‘Something Necessary’ Review

‘Something Necessary’ Review

‘Something Necessary’ Review

Judy Kibinge’s Something Necessary opens in Kenyan cinemas on the 24th of January. The post election violence which engulfed Kenya in 2007-2008 was a nationally debilitating event. Thousands of lives were destroyed and thousands others lost in what was Kenya’s darkest time since the colonial era.

The movie isolates one such life in Anne (Susan Wanjiru) whose home is raided by a mob of homicidal youth during the height of the violence. Her husband is killed, her son is critically injured and she is raped and left for dead.

The movie chronicles her recovery from victim to self-sustenance as she attempts to rebuild amidst the threat of losing it all again. Her brother-in-law has “plans” for her late husband’s farm, her sister is a self-righteous nag, who means well, but is hell bent to have things her own way and Anne’s friends seem more determined to get her to leave her home rather than rebuild it.

The movie is a creation of a Kenyan mind, shot by a Kenyan director and starring an all Kenyan cast telling a Kenyan story. Production assistance was accorded by One Fine Day Films (Soul Boy and Nairobi Half Life) and Ginger Ink. It is set in the farmlands of Nakuru where Anne and her late husband Steve own a farm. But it is not all about Anne.

The movie weaves in multiple angles of the chronicle including Joseph (Walter Kipchumba Lagat) and his guilty struggle to escape the thoughts which haunt him. Joseph was present and a member of the gang when Anne’s home was attacked. He was there. He participated.

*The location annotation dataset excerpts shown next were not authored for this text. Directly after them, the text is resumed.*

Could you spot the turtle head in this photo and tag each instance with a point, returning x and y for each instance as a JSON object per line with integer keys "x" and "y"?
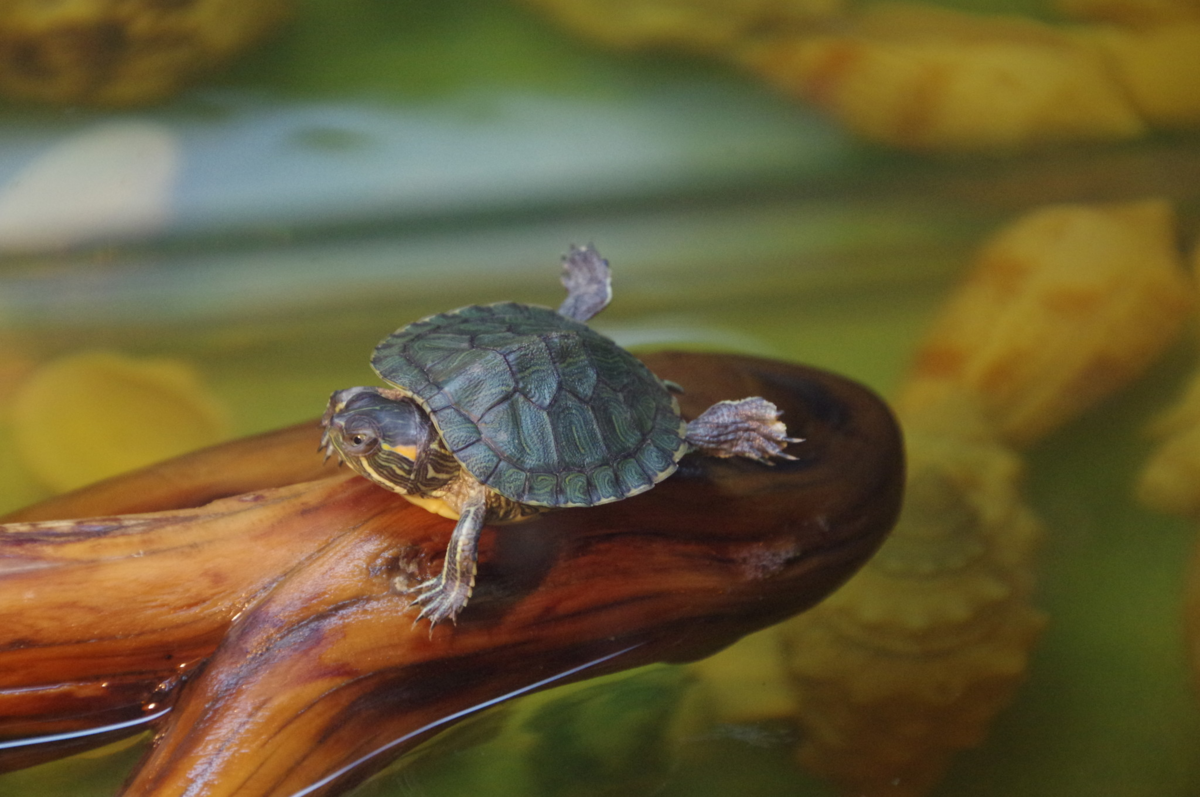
{"x": 388, "y": 439}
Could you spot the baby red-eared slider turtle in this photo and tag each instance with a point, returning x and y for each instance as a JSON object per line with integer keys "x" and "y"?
{"x": 503, "y": 411}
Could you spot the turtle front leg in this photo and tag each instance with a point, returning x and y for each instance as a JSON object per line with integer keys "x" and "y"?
{"x": 445, "y": 595}
{"x": 749, "y": 427}
{"x": 588, "y": 282}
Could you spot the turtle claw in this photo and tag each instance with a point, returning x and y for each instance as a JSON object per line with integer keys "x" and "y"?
{"x": 749, "y": 427}
{"x": 588, "y": 282}
{"x": 438, "y": 600}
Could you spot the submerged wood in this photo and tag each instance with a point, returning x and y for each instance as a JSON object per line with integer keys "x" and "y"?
{"x": 269, "y": 623}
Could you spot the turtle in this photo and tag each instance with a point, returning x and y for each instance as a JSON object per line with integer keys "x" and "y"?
{"x": 496, "y": 413}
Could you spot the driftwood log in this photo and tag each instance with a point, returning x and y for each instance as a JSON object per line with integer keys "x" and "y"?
{"x": 243, "y": 600}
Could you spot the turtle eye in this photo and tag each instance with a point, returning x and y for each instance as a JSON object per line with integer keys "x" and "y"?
{"x": 360, "y": 436}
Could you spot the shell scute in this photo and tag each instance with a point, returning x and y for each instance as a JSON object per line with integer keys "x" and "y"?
{"x": 580, "y": 442}
{"x": 573, "y": 364}
{"x": 479, "y": 457}
{"x": 543, "y": 489}
{"x": 457, "y": 430}
{"x": 604, "y": 485}
{"x": 654, "y": 460}
{"x": 509, "y": 480}
{"x": 523, "y": 433}
{"x": 631, "y": 478}
{"x": 617, "y": 424}
{"x": 575, "y": 489}
{"x": 535, "y": 372}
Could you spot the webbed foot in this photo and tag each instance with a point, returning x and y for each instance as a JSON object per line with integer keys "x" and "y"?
{"x": 749, "y": 427}
{"x": 441, "y": 599}
{"x": 445, "y": 595}
{"x": 588, "y": 282}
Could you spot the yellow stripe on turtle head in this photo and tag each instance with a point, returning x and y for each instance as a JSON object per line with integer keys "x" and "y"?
{"x": 407, "y": 451}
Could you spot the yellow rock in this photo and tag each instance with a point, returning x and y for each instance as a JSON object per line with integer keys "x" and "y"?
{"x": 688, "y": 24}
{"x": 923, "y": 78}
{"x": 121, "y": 52}
{"x": 1135, "y": 13}
{"x": 1158, "y": 69}
{"x": 87, "y": 417}
{"x": 1062, "y": 307}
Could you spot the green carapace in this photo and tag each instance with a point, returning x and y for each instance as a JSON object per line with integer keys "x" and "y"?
{"x": 498, "y": 412}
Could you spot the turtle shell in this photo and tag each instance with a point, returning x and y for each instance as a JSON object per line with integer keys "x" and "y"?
{"x": 537, "y": 406}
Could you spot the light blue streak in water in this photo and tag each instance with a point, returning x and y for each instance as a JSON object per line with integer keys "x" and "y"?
{"x": 78, "y": 735}
{"x": 466, "y": 712}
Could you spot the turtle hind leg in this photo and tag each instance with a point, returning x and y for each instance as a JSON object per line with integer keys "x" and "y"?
{"x": 444, "y": 595}
{"x": 749, "y": 427}
{"x": 588, "y": 282}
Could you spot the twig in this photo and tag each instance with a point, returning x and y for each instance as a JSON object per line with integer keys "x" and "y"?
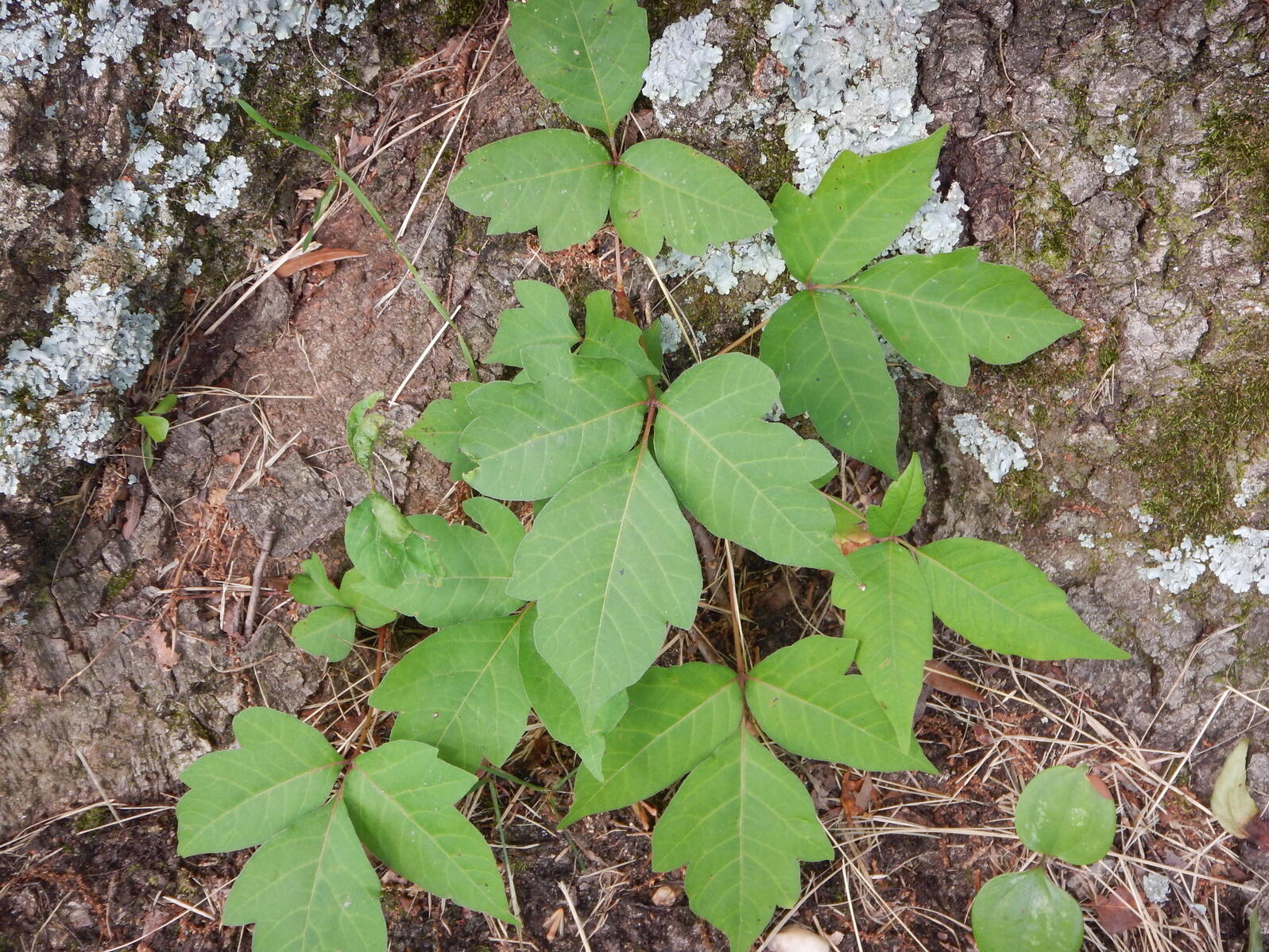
{"x": 257, "y": 579}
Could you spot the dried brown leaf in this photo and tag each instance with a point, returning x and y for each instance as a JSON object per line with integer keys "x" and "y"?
{"x": 310, "y": 259}
{"x": 1116, "y": 911}
{"x": 943, "y": 677}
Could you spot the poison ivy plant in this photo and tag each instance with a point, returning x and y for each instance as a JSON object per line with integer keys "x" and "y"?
{"x": 310, "y": 886}
{"x": 934, "y": 310}
{"x": 155, "y": 427}
{"x": 621, "y": 465}
{"x": 588, "y": 56}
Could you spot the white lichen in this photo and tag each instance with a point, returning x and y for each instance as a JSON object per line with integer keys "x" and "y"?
{"x": 682, "y": 63}
{"x": 1177, "y": 567}
{"x": 229, "y": 180}
{"x": 1120, "y": 161}
{"x": 148, "y": 157}
{"x": 98, "y": 338}
{"x": 33, "y": 40}
{"x": 118, "y": 28}
{"x": 1156, "y": 888}
{"x": 1253, "y": 485}
{"x": 1143, "y": 520}
{"x": 852, "y": 76}
{"x": 995, "y": 452}
{"x": 1240, "y": 561}
{"x": 722, "y": 265}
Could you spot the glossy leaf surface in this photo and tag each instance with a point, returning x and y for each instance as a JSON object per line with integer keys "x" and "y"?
{"x": 740, "y": 822}
{"x": 401, "y": 799}
{"x": 830, "y": 366}
{"x": 938, "y": 310}
{"x": 858, "y": 210}
{"x": 1026, "y": 913}
{"x": 310, "y": 888}
{"x": 610, "y": 563}
{"x": 586, "y": 55}
{"x": 676, "y": 718}
{"x": 461, "y": 692}
{"x": 240, "y": 797}
{"x": 888, "y": 613}
{"x": 803, "y": 701}
{"x": 556, "y": 180}
{"x": 999, "y": 601}
{"x": 667, "y": 192}
{"x": 529, "y": 439}
{"x": 743, "y": 478}
{"x": 1061, "y": 814}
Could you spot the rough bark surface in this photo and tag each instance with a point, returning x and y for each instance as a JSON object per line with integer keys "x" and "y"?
{"x": 136, "y": 656}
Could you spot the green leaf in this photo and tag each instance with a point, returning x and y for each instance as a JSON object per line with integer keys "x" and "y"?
{"x": 557, "y": 710}
{"x": 938, "y": 310}
{"x": 667, "y": 192}
{"x": 1231, "y": 803}
{"x": 391, "y": 521}
{"x": 476, "y": 567}
{"x": 442, "y": 423}
{"x": 888, "y": 613}
{"x": 744, "y": 478}
{"x": 610, "y": 561}
{"x": 529, "y": 439}
{"x": 830, "y": 366}
{"x": 401, "y": 800}
{"x": 461, "y": 691}
{"x": 362, "y": 595}
{"x": 540, "y": 335}
{"x": 363, "y": 429}
{"x": 607, "y": 335}
{"x": 311, "y": 586}
{"x": 801, "y": 699}
{"x": 999, "y": 601}
{"x": 331, "y": 631}
{"x": 240, "y": 797}
{"x": 377, "y": 555}
{"x": 861, "y": 206}
{"x": 740, "y": 822}
{"x": 588, "y": 56}
{"x": 1061, "y": 814}
{"x": 1026, "y": 913}
{"x": 903, "y": 504}
{"x": 310, "y": 888}
{"x": 676, "y": 718}
{"x": 555, "y": 180}
{"x": 155, "y": 427}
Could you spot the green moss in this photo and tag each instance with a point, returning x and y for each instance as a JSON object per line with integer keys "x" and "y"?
{"x": 1236, "y": 145}
{"x": 1024, "y": 493}
{"x": 91, "y": 819}
{"x": 1186, "y": 466}
{"x": 118, "y": 582}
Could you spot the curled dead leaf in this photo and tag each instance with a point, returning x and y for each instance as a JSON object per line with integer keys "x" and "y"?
{"x": 1231, "y": 803}
{"x": 665, "y": 895}
{"x": 554, "y": 923}
{"x": 310, "y": 259}
{"x": 943, "y": 677}
{"x": 795, "y": 938}
{"x": 1117, "y": 911}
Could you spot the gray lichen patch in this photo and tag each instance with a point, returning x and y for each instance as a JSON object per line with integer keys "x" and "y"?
{"x": 140, "y": 159}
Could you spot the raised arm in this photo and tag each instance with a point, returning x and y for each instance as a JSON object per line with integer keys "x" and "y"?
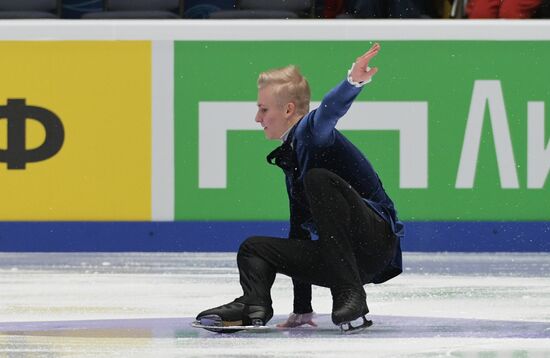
{"x": 337, "y": 102}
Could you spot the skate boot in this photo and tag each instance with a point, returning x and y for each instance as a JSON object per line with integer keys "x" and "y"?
{"x": 235, "y": 314}
{"x": 349, "y": 305}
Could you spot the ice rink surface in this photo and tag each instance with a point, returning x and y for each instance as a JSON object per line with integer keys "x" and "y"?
{"x": 142, "y": 304}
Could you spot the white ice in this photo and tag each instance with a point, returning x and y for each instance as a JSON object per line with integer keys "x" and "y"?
{"x": 141, "y": 304}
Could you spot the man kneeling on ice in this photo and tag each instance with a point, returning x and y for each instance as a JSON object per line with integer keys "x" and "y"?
{"x": 334, "y": 192}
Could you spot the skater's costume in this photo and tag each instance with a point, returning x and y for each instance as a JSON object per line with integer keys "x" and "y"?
{"x": 334, "y": 193}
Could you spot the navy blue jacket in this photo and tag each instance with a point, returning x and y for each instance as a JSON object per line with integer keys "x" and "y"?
{"x": 315, "y": 143}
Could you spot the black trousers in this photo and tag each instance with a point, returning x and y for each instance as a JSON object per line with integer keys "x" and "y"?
{"x": 354, "y": 244}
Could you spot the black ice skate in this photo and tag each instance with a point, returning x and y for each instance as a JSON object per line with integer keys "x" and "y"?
{"x": 235, "y": 314}
{"x": 349, "y": 305}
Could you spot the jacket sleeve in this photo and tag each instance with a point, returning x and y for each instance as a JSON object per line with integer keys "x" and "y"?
{"x": 334, "y": 106}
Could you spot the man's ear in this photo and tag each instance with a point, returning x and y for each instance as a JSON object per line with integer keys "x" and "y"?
{"x": 290, "y": 108}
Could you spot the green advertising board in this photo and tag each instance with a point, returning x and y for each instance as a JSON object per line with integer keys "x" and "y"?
{"x": 476, "y": 147}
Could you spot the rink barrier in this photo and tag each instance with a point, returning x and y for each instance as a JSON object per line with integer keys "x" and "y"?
{"x": 227, "y": 236}
{"x": 165, "y": 190}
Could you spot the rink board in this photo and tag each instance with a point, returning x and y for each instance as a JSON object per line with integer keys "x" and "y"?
{"x": 149, "y": 164}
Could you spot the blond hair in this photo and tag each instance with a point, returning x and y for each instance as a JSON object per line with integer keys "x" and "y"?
{"x": 289, "y": 85}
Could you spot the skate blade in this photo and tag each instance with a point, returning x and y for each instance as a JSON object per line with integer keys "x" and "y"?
{"x": 216, "y": 321}
{"x": 350, "y": 328}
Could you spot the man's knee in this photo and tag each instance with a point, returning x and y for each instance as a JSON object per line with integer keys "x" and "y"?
{"x": 248, "y": 245}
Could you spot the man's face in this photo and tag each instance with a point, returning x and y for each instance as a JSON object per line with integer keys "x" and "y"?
{"x": 273, "y": 116}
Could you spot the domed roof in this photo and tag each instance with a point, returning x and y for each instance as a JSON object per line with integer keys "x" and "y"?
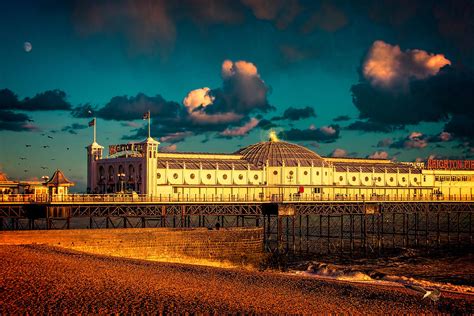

But now he cannot erase what he helped to do to another human being and it is destroying him. He dreams of leaving the area to go to Nairobi but the gang has other plans for him.

The acting quality and set design was phenomenal. The simplicity is honest and heartfelt. Much like Nairobi Half Life and Soul Boy, there is no over the top drama in this movie. Rather a continuous subtly which makes the characters very appealing and easy to empathize with.

There are several moments in which emotion cannot be contained including a very cringe-worthy abortion scene which is guaranteed to haunt audiences for days.

In terms of quality, I believe it is safe to say that Kenyan filmmaking is never going back to the dark days of elongated episodes of Mother in Law. But as for a plotline, there is something lacking in Something Necessary. Ignoring the fact that is a continued obsession with depressing Kenyan stories, the movie has no real resolutions to any of the film conflicts. One is left with a certain feeling like, “Is that it!?”